14日の株式相場見通し=上値重い展開か、急騰の反動も個別株物色意欲は強い
14日の東京株式市場は強弱観対立のなか、日経平均株価は上値の重い展開となることが予想される。前日は1600円あまりの急騰をみせ一気に5万3000円台半ばまで水準を切り上げたが、きょうは目先筋の利益確定売りが出る一方、引き続きショート筋の買い戻しに加え、下値では出遅れた向きの押し目買いが入り底堅さを発揮する公算も大きい。外国為替市場で1ドル=159円台まで一段と円安が進行していることは、日本経済にとってはインフレ懸念につながり警戒要因ではあるが、株式市場からの観点ではハイテク株などを中心に引き続き追い風として意識されやすい。前日の欧州株市場では、ドイツの主要株価指数であるDAXは小幅ながら11連騰と記録的な上昇で最高値圏をまい進した一方、フランスのCAC40は続落するなど高安まちまちだった。なお、欧州主要600社の株価をもとに構成されるストックス・ヨーロッパ600指数は3日ぶりに小安く引けている。米国株市場ではNYダウが4日ぶりに反落、ハイテク株比率の高いナスダック総合株価指数も3日ぶりに反落した。ダウは年初から直近まで1500ドル以上の上昇を示しており、目先高値警戒感から買いが手控えられた面もある。イラン情勢が混沌としており、地政学リスクへの警戒も拭えない状況だ。この日発表された12月の米消費者物価指数(CPI)はコア指数が事前コンセンサスを下回ったことで、インフレに対する過度な不安心理は後退したが、個別にJPモルガン<JPM>が決算発表を受け売られるなど金融株の軟調が投資家のセンチメントを冷やした。東京市場では、前日は高市早苗首相が衆院解散を検討していることが明らかとなり、これが株価を押し上げる材料となった。新高値銘柄が450あまりに達するなど個別にも強気傾斜が目立っている。きょうは米株安を背景に日経平均はスピード警戒感が意識されやすいものの、旺盛な個別株物色が予想される。

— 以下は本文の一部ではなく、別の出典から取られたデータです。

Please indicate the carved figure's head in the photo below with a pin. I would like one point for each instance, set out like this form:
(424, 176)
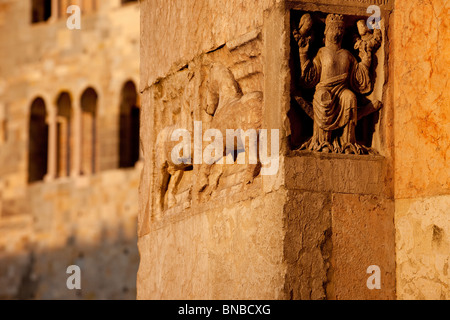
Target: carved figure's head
(362, 28)
(334, 30)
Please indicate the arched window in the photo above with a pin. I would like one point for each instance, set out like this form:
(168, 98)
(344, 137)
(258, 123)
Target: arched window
(88, 131)
(129, 126)
(37, 141)
(64, 135)
(41, 10)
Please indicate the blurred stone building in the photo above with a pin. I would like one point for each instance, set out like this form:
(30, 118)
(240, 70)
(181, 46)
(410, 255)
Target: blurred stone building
(69, 148)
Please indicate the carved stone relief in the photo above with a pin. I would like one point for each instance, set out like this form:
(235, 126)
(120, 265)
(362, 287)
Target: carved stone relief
(222, 90)
(334, 78)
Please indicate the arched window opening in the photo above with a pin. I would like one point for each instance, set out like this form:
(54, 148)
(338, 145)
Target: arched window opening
(129, 127)
(37, 142)
(64, 135)
(88, 132)
(41, 10)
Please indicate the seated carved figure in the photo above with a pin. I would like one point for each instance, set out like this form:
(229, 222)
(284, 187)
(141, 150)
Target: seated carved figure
(337, 76)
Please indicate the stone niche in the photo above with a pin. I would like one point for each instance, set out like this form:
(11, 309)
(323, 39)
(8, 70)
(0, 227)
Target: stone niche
(340, 207)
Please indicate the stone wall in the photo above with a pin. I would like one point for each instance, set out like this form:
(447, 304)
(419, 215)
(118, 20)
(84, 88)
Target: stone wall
(422, 129)
(89, 222)
(308, 232)
(82, 218)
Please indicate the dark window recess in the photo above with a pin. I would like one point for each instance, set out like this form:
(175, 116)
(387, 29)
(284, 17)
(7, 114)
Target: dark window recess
(41, 10)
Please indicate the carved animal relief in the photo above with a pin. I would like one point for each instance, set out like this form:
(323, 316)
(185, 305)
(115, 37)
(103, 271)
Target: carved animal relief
(334, 78)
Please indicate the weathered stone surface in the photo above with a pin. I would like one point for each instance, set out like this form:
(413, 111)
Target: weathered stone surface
(337, 173)
(331, 216)
(422, 133)
(82, 219)
(423, 246)
(228, 251)
(189, 28)
(362, 236)
(422, 95)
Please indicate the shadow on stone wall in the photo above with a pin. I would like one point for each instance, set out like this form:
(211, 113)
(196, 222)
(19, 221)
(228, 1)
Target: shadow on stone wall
(108, 269)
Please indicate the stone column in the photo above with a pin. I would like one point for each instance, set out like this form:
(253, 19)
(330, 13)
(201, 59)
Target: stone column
(76, 140)
(51, 122)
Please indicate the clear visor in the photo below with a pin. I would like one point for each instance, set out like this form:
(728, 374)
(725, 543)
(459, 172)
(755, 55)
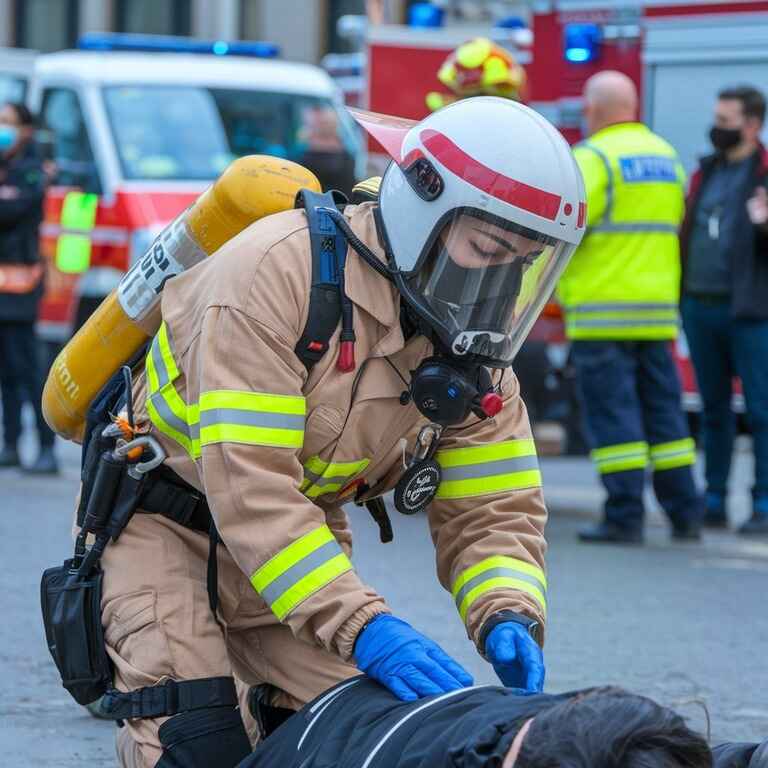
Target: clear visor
(486, 280)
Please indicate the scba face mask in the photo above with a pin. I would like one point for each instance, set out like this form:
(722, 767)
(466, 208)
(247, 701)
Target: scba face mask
(480, 210)
(482, 282)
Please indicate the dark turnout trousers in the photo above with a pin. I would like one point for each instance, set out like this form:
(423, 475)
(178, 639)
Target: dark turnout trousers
(631, 399)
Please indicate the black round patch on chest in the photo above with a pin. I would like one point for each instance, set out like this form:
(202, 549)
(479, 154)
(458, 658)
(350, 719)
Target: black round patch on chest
(417, 487)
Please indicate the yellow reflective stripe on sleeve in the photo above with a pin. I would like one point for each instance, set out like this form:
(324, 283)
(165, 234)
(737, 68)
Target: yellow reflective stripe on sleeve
(499, 572)
(301, 569)
(321, 477)
(167, 410)
(677, 453)
(621, 457)
(254, 418)
(260, 402)
(486, 469)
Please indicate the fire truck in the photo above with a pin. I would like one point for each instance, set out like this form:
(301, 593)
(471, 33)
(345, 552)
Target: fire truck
(137, 127)
(679, 54)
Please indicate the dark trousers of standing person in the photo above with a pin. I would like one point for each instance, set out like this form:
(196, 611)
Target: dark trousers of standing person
(21, 379)
(630, 396)
(722, 348)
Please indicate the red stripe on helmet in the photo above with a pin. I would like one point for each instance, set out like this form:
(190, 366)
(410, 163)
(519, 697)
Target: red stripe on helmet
(504, 188)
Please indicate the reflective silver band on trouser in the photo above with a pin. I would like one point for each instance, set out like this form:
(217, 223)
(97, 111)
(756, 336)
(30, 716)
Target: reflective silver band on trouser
(490, 468)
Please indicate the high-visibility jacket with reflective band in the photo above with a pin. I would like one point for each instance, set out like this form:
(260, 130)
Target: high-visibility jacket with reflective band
(277, 452)
(623, 282)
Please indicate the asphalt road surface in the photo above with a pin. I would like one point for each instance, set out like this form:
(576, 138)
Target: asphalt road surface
(687, 625)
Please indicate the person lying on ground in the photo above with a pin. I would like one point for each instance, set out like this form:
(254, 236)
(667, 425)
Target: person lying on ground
(360, 724)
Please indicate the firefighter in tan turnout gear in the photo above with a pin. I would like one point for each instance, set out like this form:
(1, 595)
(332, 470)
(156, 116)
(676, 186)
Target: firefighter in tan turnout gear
(269, 431)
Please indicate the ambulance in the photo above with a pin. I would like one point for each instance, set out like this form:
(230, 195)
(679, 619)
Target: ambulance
(139, 126)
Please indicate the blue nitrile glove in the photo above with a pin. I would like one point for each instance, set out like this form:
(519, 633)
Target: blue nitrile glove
(405, 661)
(516, 656)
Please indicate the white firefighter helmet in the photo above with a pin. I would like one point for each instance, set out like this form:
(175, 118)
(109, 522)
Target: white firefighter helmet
(482, 207)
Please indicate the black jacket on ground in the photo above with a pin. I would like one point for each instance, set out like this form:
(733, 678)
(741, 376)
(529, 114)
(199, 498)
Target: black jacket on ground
(20, 219)
(749, 270)
(360, 724)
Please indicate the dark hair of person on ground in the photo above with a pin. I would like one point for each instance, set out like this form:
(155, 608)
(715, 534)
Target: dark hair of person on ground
(611, 728)
(752, 100)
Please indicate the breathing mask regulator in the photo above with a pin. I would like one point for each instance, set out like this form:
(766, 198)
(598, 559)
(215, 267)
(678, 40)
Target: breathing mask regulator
(478, 213)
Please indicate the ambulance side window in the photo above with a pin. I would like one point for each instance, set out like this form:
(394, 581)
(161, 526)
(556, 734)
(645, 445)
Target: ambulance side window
(62, 116)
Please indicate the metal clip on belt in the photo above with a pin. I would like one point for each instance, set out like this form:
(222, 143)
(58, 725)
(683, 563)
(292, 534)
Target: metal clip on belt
(171, 698)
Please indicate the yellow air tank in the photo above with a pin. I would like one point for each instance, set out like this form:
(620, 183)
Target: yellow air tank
(249, 189)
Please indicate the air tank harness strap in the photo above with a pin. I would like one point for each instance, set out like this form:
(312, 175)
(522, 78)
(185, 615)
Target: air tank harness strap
(328, 301)
(170, 698)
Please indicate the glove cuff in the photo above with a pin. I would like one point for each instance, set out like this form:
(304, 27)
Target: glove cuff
(502, 617)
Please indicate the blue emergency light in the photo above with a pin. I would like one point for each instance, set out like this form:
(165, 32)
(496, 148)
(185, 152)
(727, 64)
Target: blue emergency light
(105, 41)
(425, 15)
(582, 42)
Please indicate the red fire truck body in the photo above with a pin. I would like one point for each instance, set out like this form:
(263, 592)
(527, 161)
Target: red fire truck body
(680, 54)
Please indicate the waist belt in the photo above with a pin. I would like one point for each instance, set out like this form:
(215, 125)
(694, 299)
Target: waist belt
(168, 495)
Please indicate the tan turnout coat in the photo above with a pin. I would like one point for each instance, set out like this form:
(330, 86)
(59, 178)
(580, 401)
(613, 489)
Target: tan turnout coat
(277, 451)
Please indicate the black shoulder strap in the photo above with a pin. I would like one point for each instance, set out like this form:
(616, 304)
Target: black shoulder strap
(329, 249)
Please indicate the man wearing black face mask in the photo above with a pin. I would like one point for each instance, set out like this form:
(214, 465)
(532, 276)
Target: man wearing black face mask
(724, 245)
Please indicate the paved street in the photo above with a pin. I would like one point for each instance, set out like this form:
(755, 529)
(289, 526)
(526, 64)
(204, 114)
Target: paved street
(686, 624)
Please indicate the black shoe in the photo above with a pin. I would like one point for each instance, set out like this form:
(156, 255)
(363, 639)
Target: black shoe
(9, 457)
(687, 532)
(45, 464)
(610, 533)
(757, 525)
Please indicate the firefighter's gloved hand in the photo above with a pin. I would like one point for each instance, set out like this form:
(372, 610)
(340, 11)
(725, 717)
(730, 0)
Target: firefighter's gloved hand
(516, 657)
(405, 661)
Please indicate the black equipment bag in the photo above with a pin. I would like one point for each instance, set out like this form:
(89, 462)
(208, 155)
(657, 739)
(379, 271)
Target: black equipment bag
(71, 606)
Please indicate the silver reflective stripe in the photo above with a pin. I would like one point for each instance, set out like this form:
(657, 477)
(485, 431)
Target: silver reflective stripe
(671, 454)
(494, 573)
(163, 377)
(213, 416)
(491, 468)
(411, 714)
(319, 481)
(169, 417)
(635, 226)
(323, 704)
(628, 307)
(609, 195)
(611, 323)
(297, 572)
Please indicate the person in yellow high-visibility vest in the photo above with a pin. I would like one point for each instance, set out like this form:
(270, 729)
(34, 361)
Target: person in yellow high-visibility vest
(620, 297)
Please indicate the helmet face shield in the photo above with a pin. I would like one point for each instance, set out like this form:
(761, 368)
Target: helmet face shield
(485, 280)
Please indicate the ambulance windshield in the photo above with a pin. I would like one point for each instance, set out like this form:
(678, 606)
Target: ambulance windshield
(194, 132)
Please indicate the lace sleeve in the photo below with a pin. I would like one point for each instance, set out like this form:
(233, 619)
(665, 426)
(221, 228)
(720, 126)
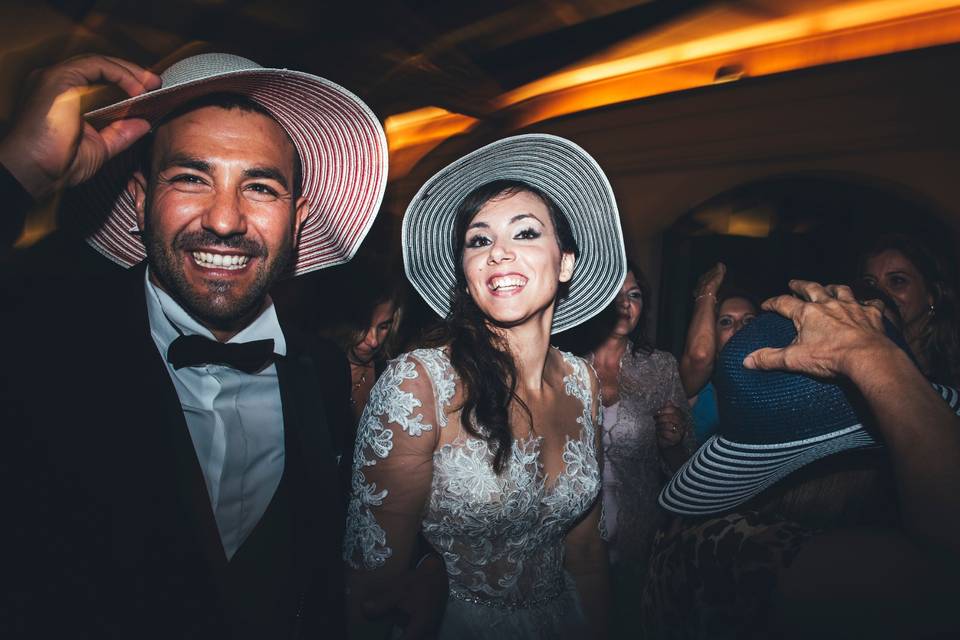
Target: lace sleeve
(392, 467)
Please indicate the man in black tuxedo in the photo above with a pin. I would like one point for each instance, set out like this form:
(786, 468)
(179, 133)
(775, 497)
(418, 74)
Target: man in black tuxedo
(170, 468)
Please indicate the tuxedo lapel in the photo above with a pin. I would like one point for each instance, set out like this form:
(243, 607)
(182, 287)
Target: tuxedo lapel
(165, 436)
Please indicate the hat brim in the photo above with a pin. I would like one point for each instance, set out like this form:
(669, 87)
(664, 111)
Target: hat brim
(723, 474)
(342, 148)
(557, 167)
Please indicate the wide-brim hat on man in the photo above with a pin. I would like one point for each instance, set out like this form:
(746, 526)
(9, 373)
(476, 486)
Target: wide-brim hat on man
(555, 166)
(341, 144)
(772, 423)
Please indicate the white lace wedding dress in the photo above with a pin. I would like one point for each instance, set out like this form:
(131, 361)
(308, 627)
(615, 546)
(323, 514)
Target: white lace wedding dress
(501, 537)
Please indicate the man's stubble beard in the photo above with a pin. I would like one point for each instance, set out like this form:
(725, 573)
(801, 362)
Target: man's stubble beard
(216, 307)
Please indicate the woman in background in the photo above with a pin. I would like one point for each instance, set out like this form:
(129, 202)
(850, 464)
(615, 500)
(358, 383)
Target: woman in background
(646, 437)
(717, 316)
(917, 280)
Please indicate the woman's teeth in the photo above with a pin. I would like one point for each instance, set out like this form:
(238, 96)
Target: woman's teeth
(507, 282)
(220, 260)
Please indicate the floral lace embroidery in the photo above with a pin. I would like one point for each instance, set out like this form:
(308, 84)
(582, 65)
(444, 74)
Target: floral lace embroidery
(501, 536)
(364, 538)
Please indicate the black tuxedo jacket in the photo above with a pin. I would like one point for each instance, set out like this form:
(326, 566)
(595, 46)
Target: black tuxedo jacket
(111, 530)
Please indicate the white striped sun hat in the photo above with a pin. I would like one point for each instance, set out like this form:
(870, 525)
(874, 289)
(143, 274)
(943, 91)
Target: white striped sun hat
(342, 148)
(771, 424)
(557, 167)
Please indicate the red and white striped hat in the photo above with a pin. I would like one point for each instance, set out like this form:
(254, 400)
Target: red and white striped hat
(341, 144)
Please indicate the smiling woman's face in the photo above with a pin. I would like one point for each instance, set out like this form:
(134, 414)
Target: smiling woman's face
(512, 260)
(896, 276)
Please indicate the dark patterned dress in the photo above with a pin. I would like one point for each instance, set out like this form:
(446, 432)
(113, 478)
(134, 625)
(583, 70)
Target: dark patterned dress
(717, 578)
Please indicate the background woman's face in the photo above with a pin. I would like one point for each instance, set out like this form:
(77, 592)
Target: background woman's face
(381, 322)
(893, 273)
(629, 306)
(734, 314)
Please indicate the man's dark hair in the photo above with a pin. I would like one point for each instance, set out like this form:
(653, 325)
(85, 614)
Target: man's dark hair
(224, 101)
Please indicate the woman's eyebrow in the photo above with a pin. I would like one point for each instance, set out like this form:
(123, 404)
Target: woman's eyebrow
(521, 216)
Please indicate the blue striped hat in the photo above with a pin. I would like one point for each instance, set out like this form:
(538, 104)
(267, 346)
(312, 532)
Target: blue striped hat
(771, 424)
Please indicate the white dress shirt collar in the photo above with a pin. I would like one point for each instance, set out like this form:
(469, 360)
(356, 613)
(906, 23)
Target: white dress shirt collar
(169, 320)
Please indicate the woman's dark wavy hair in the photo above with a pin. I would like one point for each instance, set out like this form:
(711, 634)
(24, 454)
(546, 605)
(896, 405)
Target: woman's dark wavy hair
(640, 336)
(939, 340)
(481, 358)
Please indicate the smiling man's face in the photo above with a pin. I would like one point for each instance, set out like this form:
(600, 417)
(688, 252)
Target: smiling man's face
(218, 212)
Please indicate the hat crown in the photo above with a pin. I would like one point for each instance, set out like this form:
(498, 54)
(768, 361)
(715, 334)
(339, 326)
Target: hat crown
(772, 407)
(203, 66)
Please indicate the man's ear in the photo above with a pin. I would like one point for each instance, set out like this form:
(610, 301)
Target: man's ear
(137, 188)
(567, 262)
(299, 215)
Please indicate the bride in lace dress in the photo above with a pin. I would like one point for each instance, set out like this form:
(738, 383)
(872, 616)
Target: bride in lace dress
(486, 444)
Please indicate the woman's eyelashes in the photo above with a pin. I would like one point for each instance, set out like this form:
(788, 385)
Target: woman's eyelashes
(480, 240)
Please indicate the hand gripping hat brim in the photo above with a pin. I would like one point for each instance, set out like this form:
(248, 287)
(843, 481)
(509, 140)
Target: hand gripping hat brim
(342, 147)
(772, 423)
(557, 167)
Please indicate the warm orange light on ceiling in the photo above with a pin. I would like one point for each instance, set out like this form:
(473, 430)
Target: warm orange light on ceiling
(671, 60)
(414, 134)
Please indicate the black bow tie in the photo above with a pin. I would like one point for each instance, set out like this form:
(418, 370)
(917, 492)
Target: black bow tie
(190, 351)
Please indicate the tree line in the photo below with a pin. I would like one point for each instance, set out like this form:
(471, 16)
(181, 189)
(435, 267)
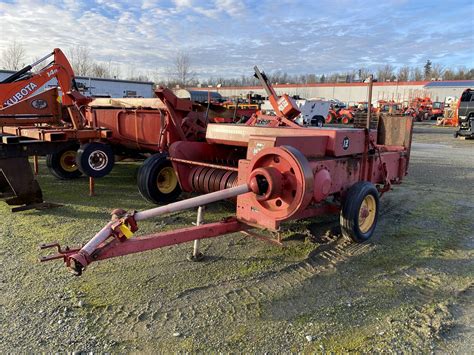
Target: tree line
(181, 72)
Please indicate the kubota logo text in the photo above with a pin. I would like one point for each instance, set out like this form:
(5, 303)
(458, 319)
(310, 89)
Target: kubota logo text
(21, 94)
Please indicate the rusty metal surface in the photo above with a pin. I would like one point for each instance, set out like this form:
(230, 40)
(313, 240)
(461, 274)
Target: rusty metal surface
(340, 141)
(56, 134)
(40, 108)
(18, 185)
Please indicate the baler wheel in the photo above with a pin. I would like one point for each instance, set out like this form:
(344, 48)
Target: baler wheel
(360, 211)
(63, 164)
(95, 159)
(157, 180)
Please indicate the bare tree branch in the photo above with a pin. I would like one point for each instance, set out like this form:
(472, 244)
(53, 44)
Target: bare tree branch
(13, 56)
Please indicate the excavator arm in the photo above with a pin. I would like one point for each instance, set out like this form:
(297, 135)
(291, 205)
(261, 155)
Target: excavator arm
(22, 85)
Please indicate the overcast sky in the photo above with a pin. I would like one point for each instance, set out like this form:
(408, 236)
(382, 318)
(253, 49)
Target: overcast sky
(228, 37)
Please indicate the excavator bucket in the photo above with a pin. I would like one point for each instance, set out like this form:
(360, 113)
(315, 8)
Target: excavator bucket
(18, 186)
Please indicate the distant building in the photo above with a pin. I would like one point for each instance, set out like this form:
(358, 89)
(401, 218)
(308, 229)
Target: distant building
(98, 87)
(351, 93)
(440, 90)
(198, 95)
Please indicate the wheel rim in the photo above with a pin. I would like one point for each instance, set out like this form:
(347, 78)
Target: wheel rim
(367, 213)
(68, 161)
(98, 160)
(166, 180)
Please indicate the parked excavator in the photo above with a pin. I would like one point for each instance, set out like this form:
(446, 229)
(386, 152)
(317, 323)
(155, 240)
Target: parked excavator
(35, 122)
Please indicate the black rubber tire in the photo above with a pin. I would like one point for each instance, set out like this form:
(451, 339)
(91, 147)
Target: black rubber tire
(147, 180)
(349, 217)
(101, 155)
(53, 162)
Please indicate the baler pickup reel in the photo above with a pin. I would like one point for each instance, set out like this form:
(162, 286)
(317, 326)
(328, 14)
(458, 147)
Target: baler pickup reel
(288, 173)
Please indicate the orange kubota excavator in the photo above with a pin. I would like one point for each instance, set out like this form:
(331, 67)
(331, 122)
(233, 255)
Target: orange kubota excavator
(34, 122)
(20, 106)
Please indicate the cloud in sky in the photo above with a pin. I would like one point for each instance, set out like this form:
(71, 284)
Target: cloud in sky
(228, 37)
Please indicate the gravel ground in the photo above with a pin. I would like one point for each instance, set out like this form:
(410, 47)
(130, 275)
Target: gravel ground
(408, 289)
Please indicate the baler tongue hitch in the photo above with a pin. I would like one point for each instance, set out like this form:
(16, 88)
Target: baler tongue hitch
(123, 225)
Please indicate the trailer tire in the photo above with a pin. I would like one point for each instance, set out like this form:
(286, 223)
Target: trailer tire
(95, 159)
(157, 181)
(360, 210)
(63, 164)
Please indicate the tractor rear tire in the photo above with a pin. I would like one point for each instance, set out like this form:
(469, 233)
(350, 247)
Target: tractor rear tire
(95, 159)
(157, 180)
(360, 211)
(63, 164)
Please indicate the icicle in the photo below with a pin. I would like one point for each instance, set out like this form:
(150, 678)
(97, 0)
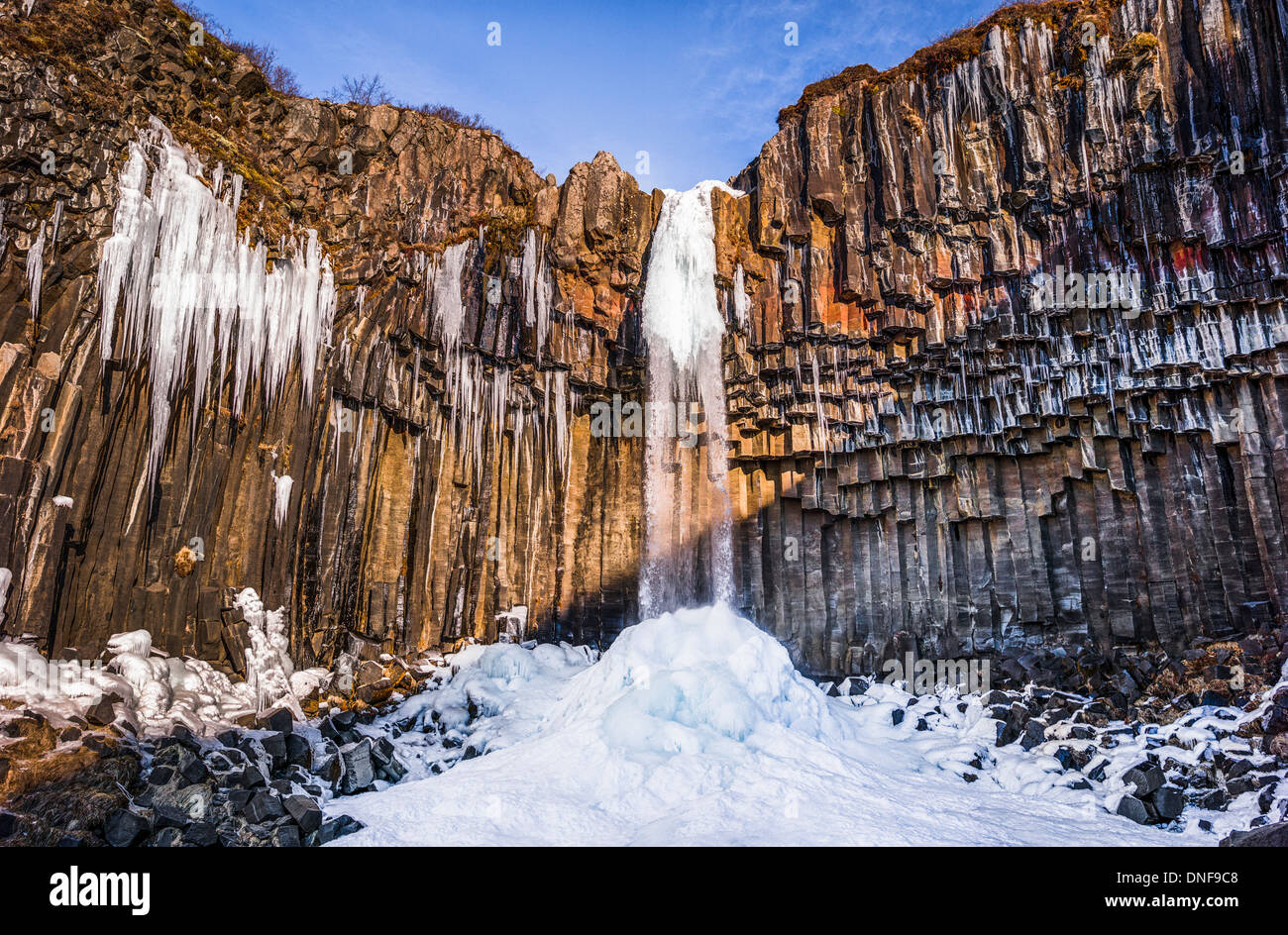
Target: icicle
(683, 326)
(191, 287)
(281, 497)
(35, 270)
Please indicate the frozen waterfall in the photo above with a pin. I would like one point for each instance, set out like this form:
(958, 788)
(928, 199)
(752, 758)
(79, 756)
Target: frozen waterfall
(688, 553)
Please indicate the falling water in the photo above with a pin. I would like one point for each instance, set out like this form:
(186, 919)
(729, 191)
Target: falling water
(688, 553)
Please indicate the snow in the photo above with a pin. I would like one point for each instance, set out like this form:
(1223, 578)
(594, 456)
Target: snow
(694, 728)
(268, 660)
(160, 690)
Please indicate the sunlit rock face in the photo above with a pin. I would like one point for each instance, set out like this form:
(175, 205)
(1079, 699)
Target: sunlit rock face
(1003, 352)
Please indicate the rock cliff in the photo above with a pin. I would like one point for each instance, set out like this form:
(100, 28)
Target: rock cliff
(926, 436)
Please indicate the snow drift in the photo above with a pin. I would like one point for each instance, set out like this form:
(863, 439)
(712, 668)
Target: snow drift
(695, 728)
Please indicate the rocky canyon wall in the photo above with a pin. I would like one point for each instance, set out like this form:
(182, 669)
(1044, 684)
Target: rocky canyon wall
(919, 441)
(927, 442)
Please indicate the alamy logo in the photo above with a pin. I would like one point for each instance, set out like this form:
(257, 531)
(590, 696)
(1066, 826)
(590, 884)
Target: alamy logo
(630, 419)
(73, 888)
(1112, 288)
(923, 676)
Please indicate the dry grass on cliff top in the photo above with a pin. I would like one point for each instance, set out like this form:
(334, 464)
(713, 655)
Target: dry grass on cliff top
(958, 47)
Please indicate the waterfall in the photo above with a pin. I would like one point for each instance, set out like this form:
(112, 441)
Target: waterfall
(688, 552)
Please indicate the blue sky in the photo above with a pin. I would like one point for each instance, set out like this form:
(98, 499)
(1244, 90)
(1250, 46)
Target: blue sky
(697, 85)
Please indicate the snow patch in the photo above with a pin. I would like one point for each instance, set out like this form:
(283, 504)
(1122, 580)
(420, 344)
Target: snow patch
(695, 728)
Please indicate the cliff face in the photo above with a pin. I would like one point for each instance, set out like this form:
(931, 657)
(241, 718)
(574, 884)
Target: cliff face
(956, 455)
(919, 441)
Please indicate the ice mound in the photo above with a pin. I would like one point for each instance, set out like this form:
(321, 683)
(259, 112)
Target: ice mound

13日の米国株式市場では、NYダウ平均株価が前営業日比398ドル21セント安の4万9191ドル99セントと4日ぶり反落。ナスダック総合株価指数は同24.04ポイント安の2万3709.87だった。
日程面では、きょうは12月のマネーストック、5年物国債の入札、12月の工作機械受注額(速報値)など。海外では、12月の中国貿易統計、ポーランド中銀の政策金利発表、11月の米小売売上高、11月の米生産者物価指数(PPI)、10月の米企業在庫、米地区連銀経済報告(ベージュブック)など。